When my wife and I arrived at the theater yesterday evening, the line for Fahrenheit 9/11 was a good 200-300 feet long and stretched all the way from the ticket office to the opposite wall and back towards the mall entrance.
A local news team was on hand and a young reporter in a pink dress was walking around and interviewing moviegoers while attempting to keep her balance on a pair of high heels that were thin as toothpicks.
"Hey, news people," a guy a few feet behind me said as the camera swung to focus on him. "President Bush is Number ONE!!!" The man then brandished his middle finger as proof that Bush was in fact Number 1.
The crowd was definitely the largest I've seen for this type of movie, and the largest I'd seen in awhile. I typically don't like to see documentaries on the big screen but I was anxious to see if all the hype leading up to the film had been worth it.
Just then I saw an older guy toting a full-sized American flag and a folding chair walk up to a spot near the line and began to set up what I assumed was going to be some sort of anti-Moore protest table. As the guy's wife began to set up the portable table they had brought along, mall security came over and informed them that they were on private property and would have to leave if they were not going to see a movie.
After a long wait, the line finally began to move and we soon found ourselves a couple of prime seats within the theater, which was soon filled to capacity as the house the house lights went down.
What followed after was 121 minutes of the most gut-wrenchingly powerful and quite often, hilarious film footage I have ever seen.
Beginning with the stolen election of 2000, Moore paints a gripping picture of a man who was swept into office on a raft of lies and whose utter incompetence was momentarily redeemed by the national tragedy of 9/11, an event that the Bush Administration chose to exploit to keep the nation on a permanent, fear-based war footing.
Yes, Moore does rake Bush over the coals, and rightly so. But he also blasts Democrats for not speaking out against the raw injustice of the 2000 election and later, for going along with the national tide of bloodlust that preceded our invasion of Iraq.
Moore also chides the media for the 2000 election debacle and for their complete and utter failure to do their jobs prior to, and during the Iraq war.
Also criticized are the Saudi royal family, the Carlyle Group, Halliburton, and every other company that has profited from the war in Iraq.
Critics say that the film is misleading. I hate to say it, but they're right.
Moore makes no mention at all of the fact that Bush spent the first 40 years of his life as an arrogant and obnoxious alcoholic.
But seriously, I'm not sure how people can make this claim when the facts about the slimy ties that bind the Bushes, the Bin Ladens, the Saudis, Halliburton and Iraq are all laid out for everyone to see.
I suggest that Bush supporters should watch this movie and pretend that it's Bill Clinton that's being skewered.
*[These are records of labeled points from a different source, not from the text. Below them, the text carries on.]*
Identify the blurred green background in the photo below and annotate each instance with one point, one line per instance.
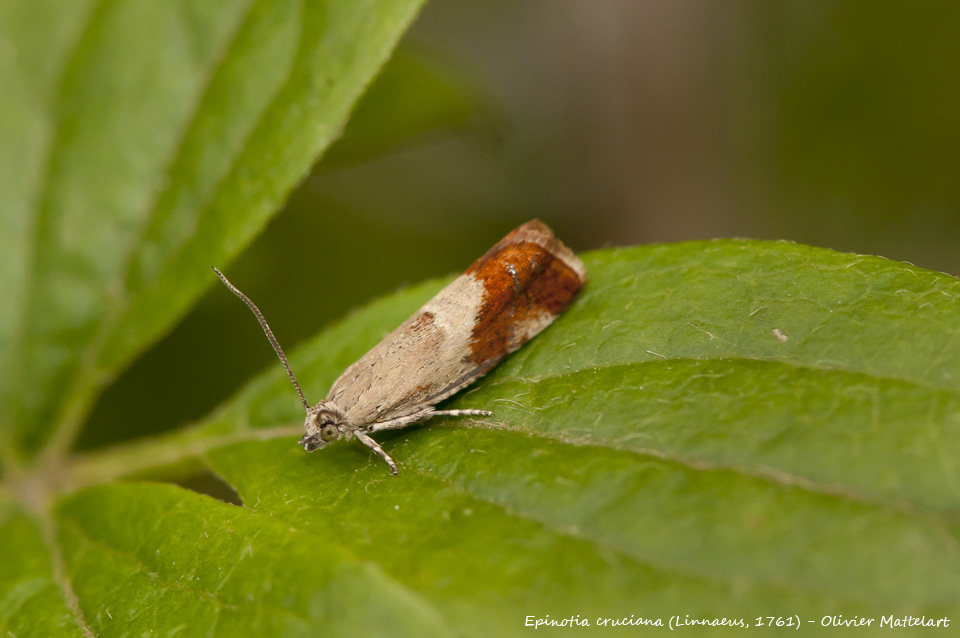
(617, 122)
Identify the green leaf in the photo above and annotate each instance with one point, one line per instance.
(726, 429)
(140, 143)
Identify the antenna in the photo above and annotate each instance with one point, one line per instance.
(269, 333)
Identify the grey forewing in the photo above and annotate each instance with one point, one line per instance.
(420, 363)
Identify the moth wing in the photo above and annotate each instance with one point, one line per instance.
(503, 300)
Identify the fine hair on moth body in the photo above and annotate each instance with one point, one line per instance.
(510, 294)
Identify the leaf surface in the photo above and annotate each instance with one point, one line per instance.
(658, 450)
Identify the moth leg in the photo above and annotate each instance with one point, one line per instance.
(462, 413)
(373, 445)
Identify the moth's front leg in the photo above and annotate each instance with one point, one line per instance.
(373, 445)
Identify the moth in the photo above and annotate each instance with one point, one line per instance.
(514, 291)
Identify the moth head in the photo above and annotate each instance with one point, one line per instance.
(323, 425)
Put him in the middle of all those entangling alliances and be honest with yourself about how it would make you feel.
I seem to recall conservatives going apeshit during the Clinton Administration a few years back when all the allegations of Chinese influence peddling surfaced. If the thought of excessive Chinese influence is so bad, then why is it any different with the Saudis?
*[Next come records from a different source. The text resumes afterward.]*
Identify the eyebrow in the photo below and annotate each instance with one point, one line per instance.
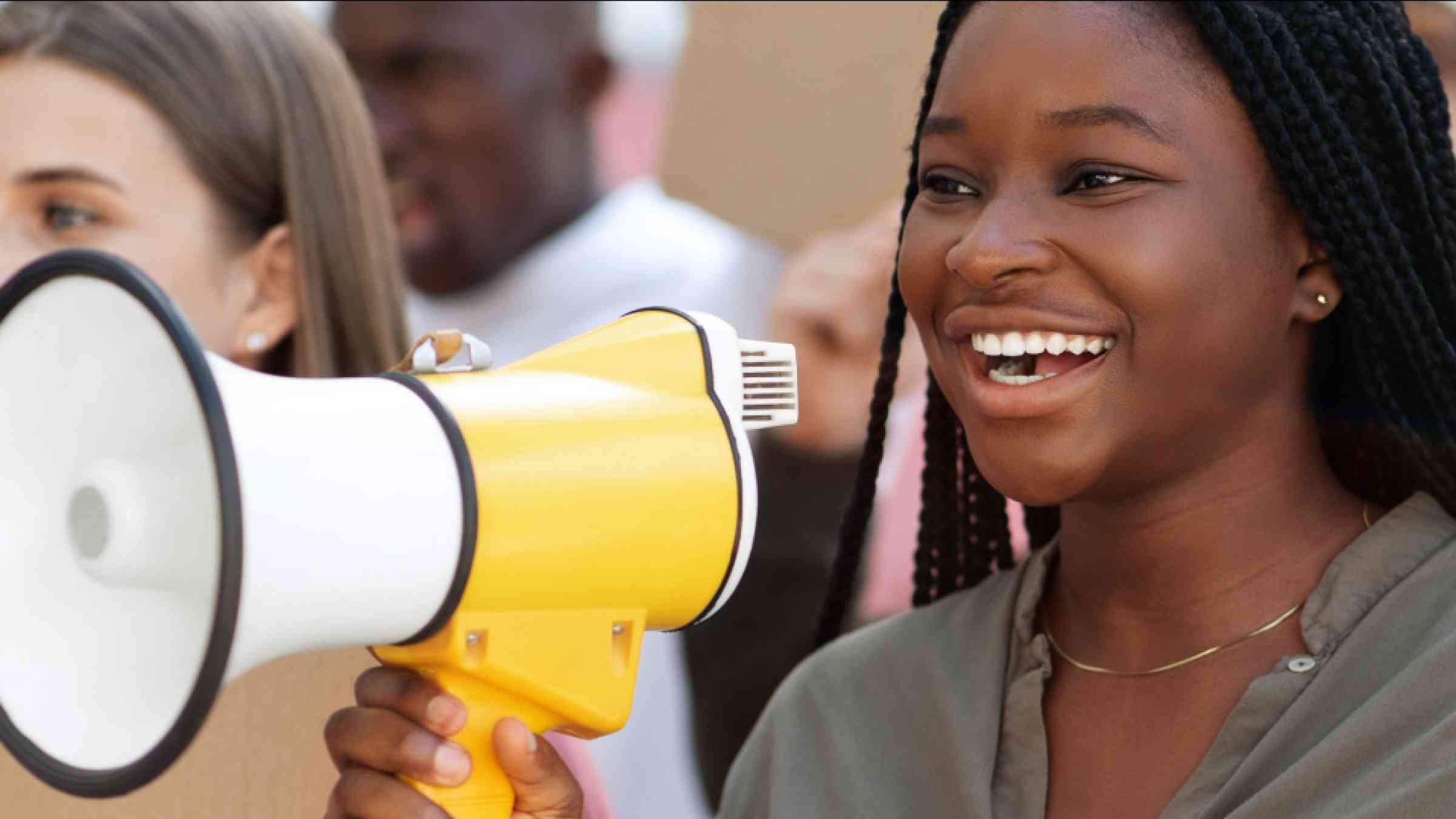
(66, 174)
(1081, 117)
(1094, 115)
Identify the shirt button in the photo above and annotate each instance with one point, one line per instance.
(1301, 665)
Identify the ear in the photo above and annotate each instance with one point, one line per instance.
(1316, 291)
(271, 312)
(588, 75)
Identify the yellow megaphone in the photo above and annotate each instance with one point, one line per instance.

Yes, Moore does show scenes that are gruesome and heart-wrenching in their depiction of the suffering of US soldiers and Iraqis as well. But he does this to underscore the madness of an unecessary war that was justified by a series of lies and the manipulated emotions of a nation still raw from the horror of 9/11.
One of the film's more disgusting moments is at the very beginning when filmgoers are treated to the hideous sight of Paul Wolfowitz soaking his comb in his mouth before running it through his hair.
Moore covers a great deal of ground in the film and succeeds in bringing together a number of disparate threads that were either ignored or downplayed altogether by the so-called mainstream media. Most people are too damned busy or otherwise distracted to catch all this stuff as it happens and Moore does a great job of revealing all the entangling alliances that led up to the Iraq war.
Words can be damning things, and there are few images more damning than the film footage of George Dubya speaking to a well-heeled crowd and saying, "This is an impressive crowd. The haves and the have-mores. Some people call you the elite. I call you my base" or tooling around on a golf course, exhorting world leaders to fight terrorism with all their might before hoisting his golf club and saying, "Now, watch this drive!"
As Moore says, the facts laid out in F911 are irrefutable, but F9/11 is essentially an op/ed piece. As is the case with any fact, there will always be at least two different ways of looking at those facts.
Bush's detractors will see an election stolen by a dimwitted stooge of neo-conservative military-industrial interests who exploited a national tragedy to keep people in a state of perpetual fear while enriching his base and imposing an Orwellian domestic agenda.
Bush supporters will see a valid election that was validated even further by 9/11 and that everything since has been right, good, and necessary because of America's position as the sole remaining superpower.
Either way, anyone who truly cares about this country owes it to themselves to see the facts for themselves and to think long and hard about where we've been, where we are, and where we're going.
ADDENDUM
I went to see it again last night. This time at a different theater. There were fewer people this time around and the crowd was less rowdy than the one that showed up for opening night.